Gregory Waits received his Masters of Architecture in 2001, after being engaged in an interdisciplinary practice for the last 30 years. His choreography of movement systems employs architecture, art, fashion, and the environment to create open strategies that engage yet extend our daily rituals. Human engagement within a specified place for his studio contains a notational narrative that marks the site.  Waits seeks to align the user with an experience that maximizes interaction and reforms private and public space.

Gregory Waits presents Rewilding US at PechaKucha Night Santa Fe


Wilderness can be seen as a place of awe and beauty, of freedom, and of exhilaration, transporting and connecting us to our deeper selves within the natural world. Wilderness can take us back to our origins, and the challenges and fears it presents. Humans have sought to control this wilderness, both in our interior and exterior landscape. In domesticity we can engage in ritualized patterns that take us farther away from ourselves and others, thus alienating us from nature—from our wildness.

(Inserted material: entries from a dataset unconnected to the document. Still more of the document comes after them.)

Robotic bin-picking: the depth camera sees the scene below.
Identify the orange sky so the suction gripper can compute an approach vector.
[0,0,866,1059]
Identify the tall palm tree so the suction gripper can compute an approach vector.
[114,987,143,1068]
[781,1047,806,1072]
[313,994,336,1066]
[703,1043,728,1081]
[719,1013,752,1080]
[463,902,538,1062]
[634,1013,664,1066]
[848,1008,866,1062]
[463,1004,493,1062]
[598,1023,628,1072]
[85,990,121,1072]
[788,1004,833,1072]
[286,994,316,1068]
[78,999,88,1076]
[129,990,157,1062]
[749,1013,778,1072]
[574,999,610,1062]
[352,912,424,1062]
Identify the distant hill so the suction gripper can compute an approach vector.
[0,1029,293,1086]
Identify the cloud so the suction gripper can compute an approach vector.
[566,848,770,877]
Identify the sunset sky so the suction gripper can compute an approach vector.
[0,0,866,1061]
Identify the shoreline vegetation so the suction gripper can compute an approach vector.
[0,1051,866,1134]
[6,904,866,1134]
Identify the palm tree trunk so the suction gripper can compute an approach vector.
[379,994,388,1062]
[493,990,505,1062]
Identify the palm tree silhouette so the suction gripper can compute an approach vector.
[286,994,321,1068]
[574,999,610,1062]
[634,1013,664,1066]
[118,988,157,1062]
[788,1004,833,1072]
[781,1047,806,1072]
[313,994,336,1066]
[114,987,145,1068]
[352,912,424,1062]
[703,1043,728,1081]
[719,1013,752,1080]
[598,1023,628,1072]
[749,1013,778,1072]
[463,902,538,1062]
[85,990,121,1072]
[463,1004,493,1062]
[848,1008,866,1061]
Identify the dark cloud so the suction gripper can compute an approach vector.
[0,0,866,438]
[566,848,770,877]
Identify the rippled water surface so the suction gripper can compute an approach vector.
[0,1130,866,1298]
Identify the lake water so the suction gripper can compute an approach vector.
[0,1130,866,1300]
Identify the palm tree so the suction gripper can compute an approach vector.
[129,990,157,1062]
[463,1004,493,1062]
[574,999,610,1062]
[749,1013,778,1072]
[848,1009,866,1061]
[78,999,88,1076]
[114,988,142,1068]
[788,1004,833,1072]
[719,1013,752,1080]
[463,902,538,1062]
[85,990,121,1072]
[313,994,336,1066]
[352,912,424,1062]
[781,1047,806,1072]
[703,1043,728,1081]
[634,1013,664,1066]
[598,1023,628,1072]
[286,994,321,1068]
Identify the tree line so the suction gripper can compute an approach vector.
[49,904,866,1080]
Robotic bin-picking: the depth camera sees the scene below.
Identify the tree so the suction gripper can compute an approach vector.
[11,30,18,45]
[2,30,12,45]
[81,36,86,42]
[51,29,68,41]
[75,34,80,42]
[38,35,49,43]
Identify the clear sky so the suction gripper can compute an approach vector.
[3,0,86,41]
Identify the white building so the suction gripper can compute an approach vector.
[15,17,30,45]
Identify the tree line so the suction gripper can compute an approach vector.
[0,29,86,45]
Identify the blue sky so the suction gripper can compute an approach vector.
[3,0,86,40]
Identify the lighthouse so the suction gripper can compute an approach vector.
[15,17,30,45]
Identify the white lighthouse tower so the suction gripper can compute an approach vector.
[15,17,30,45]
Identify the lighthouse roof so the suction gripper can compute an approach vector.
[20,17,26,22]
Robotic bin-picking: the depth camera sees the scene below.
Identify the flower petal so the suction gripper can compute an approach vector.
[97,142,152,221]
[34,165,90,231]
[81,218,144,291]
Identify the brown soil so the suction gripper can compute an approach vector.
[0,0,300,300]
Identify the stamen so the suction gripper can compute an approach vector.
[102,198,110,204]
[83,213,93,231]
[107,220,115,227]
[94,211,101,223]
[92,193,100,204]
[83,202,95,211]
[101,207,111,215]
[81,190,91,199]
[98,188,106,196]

Designer Gregory Waits examines the metaphorical and physical garden as a transformative element mediating the tension between wilderness and civility, and ultimately providing a familiar space where we feel we have a special place to play in the natural world.

NMSA Student Raven Mackey will deliver a PechaKucha presentation.

Raven Mackey  |  Wildflowers

In Wildflowers, singer/songwriter Raven Mackey takes us on a journey on why she is committed to becoming a touring musician.


Raven Mackey grew up in rural Northern New Mexico, where she raised many birds, especially turkeys. During her pre-adolescence she has discovered an intense love of music and songwriting that she brings into all aspects of her life, wearing it inside and out. She is heavily influenced by many bands and musicians, including Three Days Grace, Badflower, Bring Me The Horizon, Linkin Park, and Andy Black. In 2022, she released her first album titled, “First Of Many,” and performs her songs on the street, in the plaza, at open mics, and anywhere she can bring her guitar. 

Outside of music and school, she goes on long walks down dirt roads, learns the art of happiness and free living from dogs, and takes time to notice people and why they do the things they do. She often uses songwriting as a way to process her life experiences. Her creativity extends into drawing and sketching, which she shares on instagram with a growing following.

purple wildflowers in meadow against sunset over a mountain


Singer/songwriter Raven Mackey shares her journey from finding her love of music, to learning how to sing and play guitar, and then experimenting in the creation of original songs. In her presentation, Wildflowers, she discusses how music has given her a sense of belonging and helped her to discover her own community.